C'est cette moto, pilotée par Samuel Proulx, qui a permis à l'équipe de l'Université de Sherbrooke de remporter les honneurs du eMotoRacing au New Jersey.

La moto électrique de l'UdeS en vitrine au ePrix

Dans le cadre des festivités qui entouraient l'ePrix de Montréal, l'occasion était belle pour l'équipe de la moto électrique de l'Université de Sherbrooke (EMUS) de promouvoir sa création.
Ce sont les organisateurs de l'ePrix de Montréal qui ont approché l'équipe sherbrookoise afin de leur proposer un kiosque sur le site de la course durant les festivités de la fin de semaine. « Le but de notre présence est de montrer ce que Sherbrooke est capable de faire tout en faisant de la promotion. Ce sont les étudiants qui ont conçu la moto qui en font la promotion, ce qui permet de bien répondre aux questions des visiteurs. Nous avons un bon bagage de connaissances sur les véhicules électriques. C'est bon d'être en mesure de souligner les réussites de nos étudiants universitaires », note Alexandre Tessier, coordonnateur du projet de véhicules électriques à l'Université de Sherbrooke.
Le prototype de conception originale de l'UdeS peut atteindre une vitesse maximale de 250 km/h ce qui, jumelé à un deuxième titre consécutif au eMotoRacing du New Jersey le 19 juillet dernier, augmente considérablement l'intérêt auprès du groupe sherbrookois de la part des amateurs. « Au Québec, si je ne me trompe pas, nous avons la seule moto de ce genre conçue par des étudiants tandis qu'en Amérique du Nord, il n'y en a pas plus de cinq ou six.
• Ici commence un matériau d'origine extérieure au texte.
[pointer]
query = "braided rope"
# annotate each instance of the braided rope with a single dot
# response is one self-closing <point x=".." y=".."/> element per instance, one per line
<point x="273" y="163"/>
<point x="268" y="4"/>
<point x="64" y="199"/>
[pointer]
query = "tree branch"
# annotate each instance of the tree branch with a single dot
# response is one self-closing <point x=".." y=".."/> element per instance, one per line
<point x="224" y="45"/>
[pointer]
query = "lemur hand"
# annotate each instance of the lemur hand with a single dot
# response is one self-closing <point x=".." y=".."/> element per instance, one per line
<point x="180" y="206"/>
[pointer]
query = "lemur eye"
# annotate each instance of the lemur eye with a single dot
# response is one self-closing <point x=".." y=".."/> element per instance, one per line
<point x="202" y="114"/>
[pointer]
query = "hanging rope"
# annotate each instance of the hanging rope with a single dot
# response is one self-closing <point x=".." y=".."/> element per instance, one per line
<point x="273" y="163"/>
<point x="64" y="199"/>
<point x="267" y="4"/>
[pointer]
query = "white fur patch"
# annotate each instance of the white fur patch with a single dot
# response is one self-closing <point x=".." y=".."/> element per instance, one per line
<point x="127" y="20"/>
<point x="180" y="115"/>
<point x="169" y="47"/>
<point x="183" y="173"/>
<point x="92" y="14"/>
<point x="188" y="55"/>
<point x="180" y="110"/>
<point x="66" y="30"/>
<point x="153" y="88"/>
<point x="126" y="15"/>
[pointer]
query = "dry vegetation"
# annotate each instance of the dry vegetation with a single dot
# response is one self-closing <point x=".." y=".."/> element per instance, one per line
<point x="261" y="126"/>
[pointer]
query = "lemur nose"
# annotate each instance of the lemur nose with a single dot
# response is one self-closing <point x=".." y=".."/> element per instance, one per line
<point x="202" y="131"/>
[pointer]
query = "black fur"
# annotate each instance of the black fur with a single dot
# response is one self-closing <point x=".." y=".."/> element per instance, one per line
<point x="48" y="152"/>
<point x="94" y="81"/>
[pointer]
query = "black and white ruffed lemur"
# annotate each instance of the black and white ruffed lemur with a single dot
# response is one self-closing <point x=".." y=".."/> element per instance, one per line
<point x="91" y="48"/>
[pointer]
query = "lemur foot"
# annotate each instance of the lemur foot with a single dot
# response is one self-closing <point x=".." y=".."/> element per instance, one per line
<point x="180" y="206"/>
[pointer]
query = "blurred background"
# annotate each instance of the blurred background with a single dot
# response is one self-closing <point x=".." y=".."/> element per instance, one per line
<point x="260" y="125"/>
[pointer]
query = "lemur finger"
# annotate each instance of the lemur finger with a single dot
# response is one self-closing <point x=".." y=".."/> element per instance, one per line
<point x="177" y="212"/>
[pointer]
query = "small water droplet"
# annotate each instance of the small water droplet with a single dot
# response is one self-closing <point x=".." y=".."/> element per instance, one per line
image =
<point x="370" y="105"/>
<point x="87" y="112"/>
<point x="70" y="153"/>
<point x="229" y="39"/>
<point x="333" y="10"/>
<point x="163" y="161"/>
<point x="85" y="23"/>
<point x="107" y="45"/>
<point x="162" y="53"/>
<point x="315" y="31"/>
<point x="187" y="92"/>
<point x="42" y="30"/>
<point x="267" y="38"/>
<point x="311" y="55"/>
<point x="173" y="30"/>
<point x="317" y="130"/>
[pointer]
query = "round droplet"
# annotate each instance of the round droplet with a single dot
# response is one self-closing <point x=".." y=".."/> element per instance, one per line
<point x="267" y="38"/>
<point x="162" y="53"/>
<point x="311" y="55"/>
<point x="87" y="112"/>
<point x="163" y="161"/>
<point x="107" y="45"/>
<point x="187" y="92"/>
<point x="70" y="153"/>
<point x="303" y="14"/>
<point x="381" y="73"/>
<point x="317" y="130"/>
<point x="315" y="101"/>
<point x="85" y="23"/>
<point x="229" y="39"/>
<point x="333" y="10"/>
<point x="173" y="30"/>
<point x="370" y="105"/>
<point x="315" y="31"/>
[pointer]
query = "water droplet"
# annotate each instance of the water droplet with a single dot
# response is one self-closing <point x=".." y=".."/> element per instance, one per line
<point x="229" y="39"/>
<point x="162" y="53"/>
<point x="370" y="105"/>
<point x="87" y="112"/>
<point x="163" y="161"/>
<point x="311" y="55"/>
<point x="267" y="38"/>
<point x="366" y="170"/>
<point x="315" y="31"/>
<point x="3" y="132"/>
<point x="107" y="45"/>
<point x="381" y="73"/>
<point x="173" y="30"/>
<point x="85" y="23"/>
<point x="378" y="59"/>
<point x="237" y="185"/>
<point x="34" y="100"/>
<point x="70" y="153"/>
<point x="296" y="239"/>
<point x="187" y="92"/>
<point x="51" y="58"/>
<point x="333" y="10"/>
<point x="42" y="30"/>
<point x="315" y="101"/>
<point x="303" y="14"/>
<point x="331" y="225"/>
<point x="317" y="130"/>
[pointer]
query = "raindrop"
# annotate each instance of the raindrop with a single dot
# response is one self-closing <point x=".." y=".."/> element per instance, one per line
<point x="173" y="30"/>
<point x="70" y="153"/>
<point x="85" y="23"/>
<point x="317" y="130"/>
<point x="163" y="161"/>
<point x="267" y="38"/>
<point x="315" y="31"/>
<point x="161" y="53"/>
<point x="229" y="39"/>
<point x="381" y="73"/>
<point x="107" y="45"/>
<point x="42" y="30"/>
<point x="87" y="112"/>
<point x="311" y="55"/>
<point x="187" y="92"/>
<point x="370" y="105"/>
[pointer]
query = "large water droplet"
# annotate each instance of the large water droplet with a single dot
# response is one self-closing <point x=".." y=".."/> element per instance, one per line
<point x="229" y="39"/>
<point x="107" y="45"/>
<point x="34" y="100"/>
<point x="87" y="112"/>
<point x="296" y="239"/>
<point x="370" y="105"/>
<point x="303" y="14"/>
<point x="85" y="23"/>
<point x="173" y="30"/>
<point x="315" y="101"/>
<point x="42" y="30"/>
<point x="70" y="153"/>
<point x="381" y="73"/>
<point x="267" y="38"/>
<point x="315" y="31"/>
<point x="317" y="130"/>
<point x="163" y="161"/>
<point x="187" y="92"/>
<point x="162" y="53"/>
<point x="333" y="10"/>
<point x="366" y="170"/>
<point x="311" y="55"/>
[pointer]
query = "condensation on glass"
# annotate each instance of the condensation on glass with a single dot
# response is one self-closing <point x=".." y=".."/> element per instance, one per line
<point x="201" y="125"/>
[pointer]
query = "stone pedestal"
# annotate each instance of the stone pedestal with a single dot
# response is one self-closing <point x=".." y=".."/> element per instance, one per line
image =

Il est important d'expliquer que cette moto n'est pas une conversion d'une moto à essence vers l'électricité, mais bien une conception à partir d'une page blanche. Tout a été fait à Sherbrooke par les étudiants », explique M. Tessier.
Bon pour l'électrification des transports
Malgré les nombreuses critiques qui ont déferlé sur l'organisation de l'ePrix de Montréal, l'équipe croit au bien-fondé d'un tel événement pour l'électrification des moyens de transport. « Le monde a peur de la performance et de l'autonomie, mais quand on arrive avec des événements comme ça, on peut démontrer que les véhicules et les technologies électriques sont prêts et plus performants. Ça permet de briser les barrières que la population entretient à l'égard de ce genre de véhicule. Lors du prochain achat d'un moyen de transport, ces personnes vont possiblement être encouragées à faire le virage électrique. C'est une culture et une autre façon de penser », estime le coordonnateur du projet de véhicules électriques à l'UdeS.